Yes, she had indeed relied upon him; he looked after everything, without any words, without annoying her with restlessness, quietly, simply, and as if it could not have been otherwise.

And what had she done for him in return for all his care and consideration? She had kept his home in order, had treated him with more or less friendliness, had never flirted in the least with any other man, and had presented him with a charming child.

But no; she had not even presented him with it: she had jealously kept it for herself, had grudged him every caress which the boy bestowed upon his father; she had spoiled the child in order that she might hold the first place in his heart. Yet, oddly enough, in spite of all her indulgence the boy was fonder of his fiery, irritable, good-humoured, but strict papa whose nod he obeyed, than of herself, whom the young gentleman could wind around his finger. She confessed this to herself, not without bitterness.
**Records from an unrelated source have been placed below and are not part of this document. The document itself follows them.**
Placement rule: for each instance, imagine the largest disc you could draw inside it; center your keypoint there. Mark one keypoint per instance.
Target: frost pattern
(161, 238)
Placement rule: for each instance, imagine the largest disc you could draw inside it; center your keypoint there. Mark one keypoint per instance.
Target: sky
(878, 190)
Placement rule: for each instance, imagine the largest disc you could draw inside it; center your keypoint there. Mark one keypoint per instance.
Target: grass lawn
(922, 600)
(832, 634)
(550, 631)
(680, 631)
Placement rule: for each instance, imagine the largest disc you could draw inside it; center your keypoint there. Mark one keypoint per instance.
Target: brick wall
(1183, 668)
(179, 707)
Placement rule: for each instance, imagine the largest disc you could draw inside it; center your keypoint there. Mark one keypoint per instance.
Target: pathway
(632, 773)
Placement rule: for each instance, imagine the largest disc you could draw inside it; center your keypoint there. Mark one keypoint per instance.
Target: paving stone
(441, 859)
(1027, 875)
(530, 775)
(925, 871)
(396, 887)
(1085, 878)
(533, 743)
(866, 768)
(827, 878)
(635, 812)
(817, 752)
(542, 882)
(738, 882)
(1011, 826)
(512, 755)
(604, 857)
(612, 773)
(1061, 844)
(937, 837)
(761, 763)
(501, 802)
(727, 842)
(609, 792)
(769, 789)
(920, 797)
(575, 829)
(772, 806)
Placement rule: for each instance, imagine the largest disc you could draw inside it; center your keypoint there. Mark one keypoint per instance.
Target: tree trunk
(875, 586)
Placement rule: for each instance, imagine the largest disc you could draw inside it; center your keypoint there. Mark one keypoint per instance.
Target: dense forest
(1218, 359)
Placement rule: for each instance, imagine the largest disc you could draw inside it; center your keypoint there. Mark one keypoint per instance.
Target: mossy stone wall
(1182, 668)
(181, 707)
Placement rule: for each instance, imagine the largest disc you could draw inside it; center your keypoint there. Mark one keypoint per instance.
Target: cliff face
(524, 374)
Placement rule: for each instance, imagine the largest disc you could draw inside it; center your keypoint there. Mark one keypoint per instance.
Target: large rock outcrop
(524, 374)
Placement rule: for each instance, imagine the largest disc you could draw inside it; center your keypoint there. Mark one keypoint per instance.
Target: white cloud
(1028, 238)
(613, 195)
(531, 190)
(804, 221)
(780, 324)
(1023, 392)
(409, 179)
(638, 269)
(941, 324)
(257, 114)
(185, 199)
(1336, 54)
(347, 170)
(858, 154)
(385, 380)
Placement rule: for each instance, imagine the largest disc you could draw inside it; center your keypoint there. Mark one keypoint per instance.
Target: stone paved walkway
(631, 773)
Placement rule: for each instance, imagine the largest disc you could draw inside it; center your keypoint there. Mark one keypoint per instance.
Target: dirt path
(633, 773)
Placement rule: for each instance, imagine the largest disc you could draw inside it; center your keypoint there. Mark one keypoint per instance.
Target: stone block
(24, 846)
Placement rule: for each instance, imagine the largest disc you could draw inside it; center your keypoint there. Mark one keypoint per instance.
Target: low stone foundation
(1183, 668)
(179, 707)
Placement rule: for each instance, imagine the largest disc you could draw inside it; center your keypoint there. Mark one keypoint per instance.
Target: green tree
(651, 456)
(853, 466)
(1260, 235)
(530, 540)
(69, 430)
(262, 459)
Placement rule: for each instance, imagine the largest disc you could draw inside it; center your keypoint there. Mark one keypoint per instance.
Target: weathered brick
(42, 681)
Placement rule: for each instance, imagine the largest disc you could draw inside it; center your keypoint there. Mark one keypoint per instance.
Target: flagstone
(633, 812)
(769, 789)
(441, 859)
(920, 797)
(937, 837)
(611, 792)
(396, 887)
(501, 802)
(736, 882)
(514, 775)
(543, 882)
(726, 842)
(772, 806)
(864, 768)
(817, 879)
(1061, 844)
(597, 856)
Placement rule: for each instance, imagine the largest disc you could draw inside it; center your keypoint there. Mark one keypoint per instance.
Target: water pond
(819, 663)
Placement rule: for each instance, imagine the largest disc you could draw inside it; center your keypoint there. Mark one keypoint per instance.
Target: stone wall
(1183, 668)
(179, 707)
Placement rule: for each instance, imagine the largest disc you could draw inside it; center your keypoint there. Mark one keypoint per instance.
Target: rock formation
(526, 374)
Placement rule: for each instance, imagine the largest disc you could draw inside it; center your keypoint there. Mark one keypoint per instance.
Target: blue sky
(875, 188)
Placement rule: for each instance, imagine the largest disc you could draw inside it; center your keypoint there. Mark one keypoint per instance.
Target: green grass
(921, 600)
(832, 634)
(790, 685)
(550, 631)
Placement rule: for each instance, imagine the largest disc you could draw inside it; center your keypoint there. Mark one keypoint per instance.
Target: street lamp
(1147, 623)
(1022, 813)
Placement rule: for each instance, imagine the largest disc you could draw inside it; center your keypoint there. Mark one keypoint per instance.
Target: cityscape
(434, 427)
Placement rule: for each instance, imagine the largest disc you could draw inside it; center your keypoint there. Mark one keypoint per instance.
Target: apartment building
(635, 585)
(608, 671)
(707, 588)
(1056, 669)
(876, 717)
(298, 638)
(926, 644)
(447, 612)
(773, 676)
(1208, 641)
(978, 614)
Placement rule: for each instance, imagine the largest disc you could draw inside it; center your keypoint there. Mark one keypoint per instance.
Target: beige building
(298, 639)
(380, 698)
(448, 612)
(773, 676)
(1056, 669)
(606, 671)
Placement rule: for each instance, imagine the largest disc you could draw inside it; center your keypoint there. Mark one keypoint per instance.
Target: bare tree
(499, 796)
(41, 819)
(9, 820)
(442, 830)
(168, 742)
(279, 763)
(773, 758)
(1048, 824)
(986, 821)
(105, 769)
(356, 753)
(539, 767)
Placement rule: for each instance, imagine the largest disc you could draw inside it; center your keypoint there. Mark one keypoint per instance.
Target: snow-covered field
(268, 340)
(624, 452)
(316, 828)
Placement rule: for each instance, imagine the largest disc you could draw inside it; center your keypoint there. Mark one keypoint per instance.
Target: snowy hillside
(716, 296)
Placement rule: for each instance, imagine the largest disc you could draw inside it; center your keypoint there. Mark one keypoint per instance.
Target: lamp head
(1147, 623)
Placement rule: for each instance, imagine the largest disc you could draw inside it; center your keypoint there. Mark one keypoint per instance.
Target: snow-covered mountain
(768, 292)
When, the previous autumn, Erlach Court had come to her by inheritance from a grand-uncle, she was filled with a desire to break off all connection with an army life. Without the slightest consideration for her husband, she had left him and forced him for her sake to adopt an existence that was contrary to all his habits and tastes. The moonbeam still penetrated into her room: it grew brighter and brighter, and at last lit up the most secluded corner of her heart.

"Until you see me stifling in the mire, like poor Franz Meineck, console yourself with the conviction that you have done your duty by me."

Again and again the words echoed through her soul.

"I have done my duty by him," she repeated to herself, with the obstinacy with which we are wont to clutch a self-illusion that threatens to vanish. "I have done my duty."

Suddenly she trembles from head to foot, and, hiding her face in the pillow, she bursts into tears.

The boundless egotism, in all its petty childishness, which has informed her intercourse with her husband flashes upon her conscience.

How is it that she has never perceived that he has long since ceased to perform his part of their agreement? Little tokens of affection full of a timid poetry hitherto heedlessly overlooked now occur to her. Why had she not understood them? Why had she never felt a spark of love for him? Her cheeks burn. She had continually reproached her husband with never being done with his illusions, and she---- In a secret drawer of her writing-table there is at this very moment, shrivelled and faded, a gardenia which she has never been able to bring herself to destroy. She springs up, lights a candle, hastens to her writing-table, finds the ugly brown relic,--and burns it. When she lies down in bed again the admonitory moonbeam has vanished, but through the cold black of the winter night filters the first weak shimmer of the dawn. The dreamy ding-dong of a church bell among the mountains ringing for early mass has the peaceful sound of a sacred morning serenade as it floats into her room.

It is barely six o'clock. She folds her hands, a fervent prayer rises to her lips, and, with a still more fervent, unspoken prayer in her heart, her brown head sinks back upon the cool white pillow, and she falls asleep.